Methods: KM mice were randomly divided into five groups: Control, LPS, Peimine low-dose (PM-L, 0.1 mg/kg), medium-dose (PM-M, 1 mg/kg), and high-dose (PM-H, 10 mg/kg) groups. Mice in the PM treatment groups received intraperitoneal injection of Peimine at different doses, while the mice in control and LPS groups received physiological saline. Afterwards, mice in the LPS and PM groups were subjected to intranasal instillation of LPS to establish the model of acute lung injury. The wet-to-dry (W/D) weight ratio of lung tissues was calculated, and H&E staining was performed to observe pathological changes in the lung tissues. Serum levels of tumor necrosis factor-alpha (TNF-α), interleukin-6 (IL-6), interleukin-1β (IL-1β), and MDA were measured using ELISA kits. Western blot was employed to assess the expression of NF-κB, IκBα, phospho-IκBα, Nrf2, HO-1, and SOD2 in lung tissues. RT-PCR quantified the mRNA levels of Nrf2 and its downstream genes HO-1 and NQO1. Additionally, RAW264.7 cells were treated with various drug concentrations for 24 hours followed by LPS exposure (100 ng/mL) for another 24 hours. Prior to treatment of RAW264.7 cells with PM and LPS, the ML385+PM group was pre-treated with ML385 (3 μM) for 4 hours. ELISA kits were used to measure TNF-α, IL-6, IL-1β, and MDA in cell supernatants, while ROS levels were determined using a ROS assay kit.

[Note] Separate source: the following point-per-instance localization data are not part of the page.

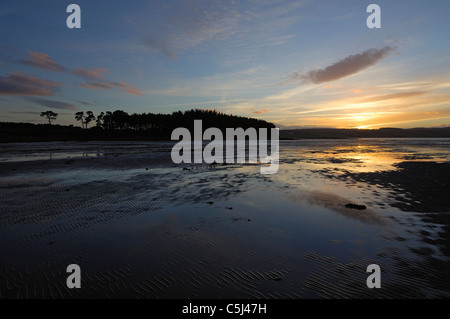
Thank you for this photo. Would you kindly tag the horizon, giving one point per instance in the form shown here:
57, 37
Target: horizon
297, 64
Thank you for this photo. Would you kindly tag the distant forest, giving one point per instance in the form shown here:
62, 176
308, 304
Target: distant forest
120, 125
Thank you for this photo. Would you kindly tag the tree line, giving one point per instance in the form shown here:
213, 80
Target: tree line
120, 120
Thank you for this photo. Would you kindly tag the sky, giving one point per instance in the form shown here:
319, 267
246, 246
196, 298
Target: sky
297, 64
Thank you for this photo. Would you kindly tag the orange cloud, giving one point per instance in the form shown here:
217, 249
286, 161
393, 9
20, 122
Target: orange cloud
104, 85
346, 67
128, 88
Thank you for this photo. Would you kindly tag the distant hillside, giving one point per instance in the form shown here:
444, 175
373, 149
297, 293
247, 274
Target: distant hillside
329, 133
119, 125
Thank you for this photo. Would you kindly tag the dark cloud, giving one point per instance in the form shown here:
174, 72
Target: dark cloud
95, 73
54, 104
18, 83
104, 85
346, 67
393, 96
262, 111
99, 85
42, 61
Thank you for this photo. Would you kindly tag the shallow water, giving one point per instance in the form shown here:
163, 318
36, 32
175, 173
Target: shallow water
141, 227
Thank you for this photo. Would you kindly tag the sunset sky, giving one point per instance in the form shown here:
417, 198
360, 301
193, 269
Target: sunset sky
301, 63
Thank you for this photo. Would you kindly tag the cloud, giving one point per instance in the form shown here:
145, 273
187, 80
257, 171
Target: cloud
95, 73
393, 96
99, 85
18, 83
262, 111
42, 61
105, 85
54, 104
346, 67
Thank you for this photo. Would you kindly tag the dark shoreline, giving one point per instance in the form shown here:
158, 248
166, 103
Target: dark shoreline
28, 132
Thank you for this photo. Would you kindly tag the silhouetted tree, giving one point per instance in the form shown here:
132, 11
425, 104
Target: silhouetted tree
50, 116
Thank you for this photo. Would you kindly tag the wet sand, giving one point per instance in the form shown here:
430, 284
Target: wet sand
141, 227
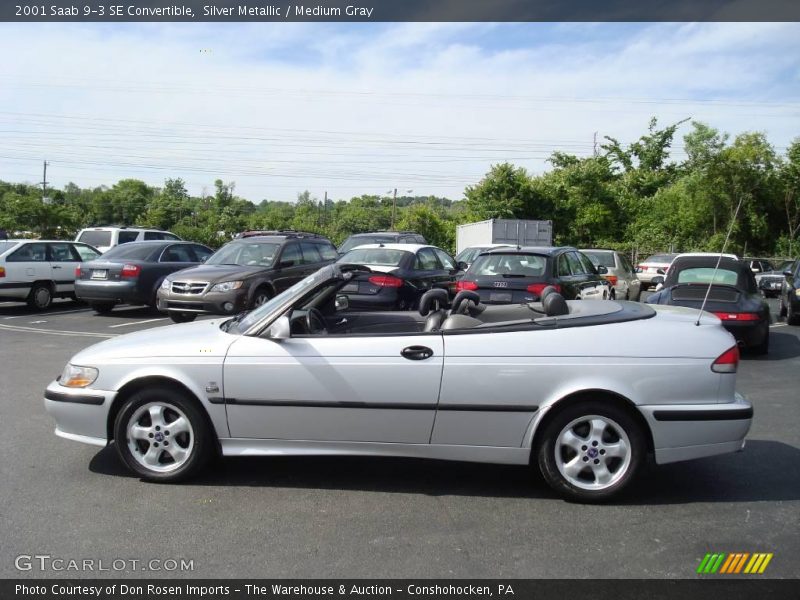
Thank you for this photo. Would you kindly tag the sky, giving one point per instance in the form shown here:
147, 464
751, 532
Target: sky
351, 109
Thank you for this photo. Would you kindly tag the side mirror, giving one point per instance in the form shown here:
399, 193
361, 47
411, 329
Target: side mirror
342, 303
280, 329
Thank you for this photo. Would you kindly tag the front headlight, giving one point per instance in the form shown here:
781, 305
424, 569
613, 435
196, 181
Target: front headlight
227, 286
77, 376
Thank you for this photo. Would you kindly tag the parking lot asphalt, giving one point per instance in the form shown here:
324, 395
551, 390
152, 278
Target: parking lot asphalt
378, 517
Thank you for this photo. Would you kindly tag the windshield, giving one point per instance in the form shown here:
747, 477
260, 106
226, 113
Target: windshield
95, 238
374, 256
522, 265
245, 253
294, 292
360, 240
600, 259
706, 274
131, 251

Results: Compared with the model group, pretreatment with PM significantly reduced the lung tissue W/D weight ratio, ameliorated lung tissue pathological changes, and inhibited the secretion of TNF-α, IL-6, and IL-1β in bronchoalveolar lavage fluid. PM inhibited the LPS-induced elevation in lung tissue MDA levels, SOD2 consumption, and ROS levels. Furthermore, PM suppressed LPS-induced NF-κB activation and nuclear translocation, while significantly enhancing the protein expression of Nrf2 and HO-1 and increasing the mRNA levels of Nrf2 and its downstream genes, such as HO-1 and NQO1. In RAW264.7 cells, LPS induction led to elevated IL-1β, IL-6, TNF-α, MDA, and ROS levels, which were significantly suppressed by PM treatment. However, the antioxidative and anti-inflammatory effects of PM were effectively blocked by inhibiting the Nrf2 pathway.
Conclusion: PM effectively ameliorates LPS-induced lung injury, primarily through inhibition of the NF-κB pathway, and activation of the Nrf2 pathway, alongside a reduction in the release of inflammatory factors.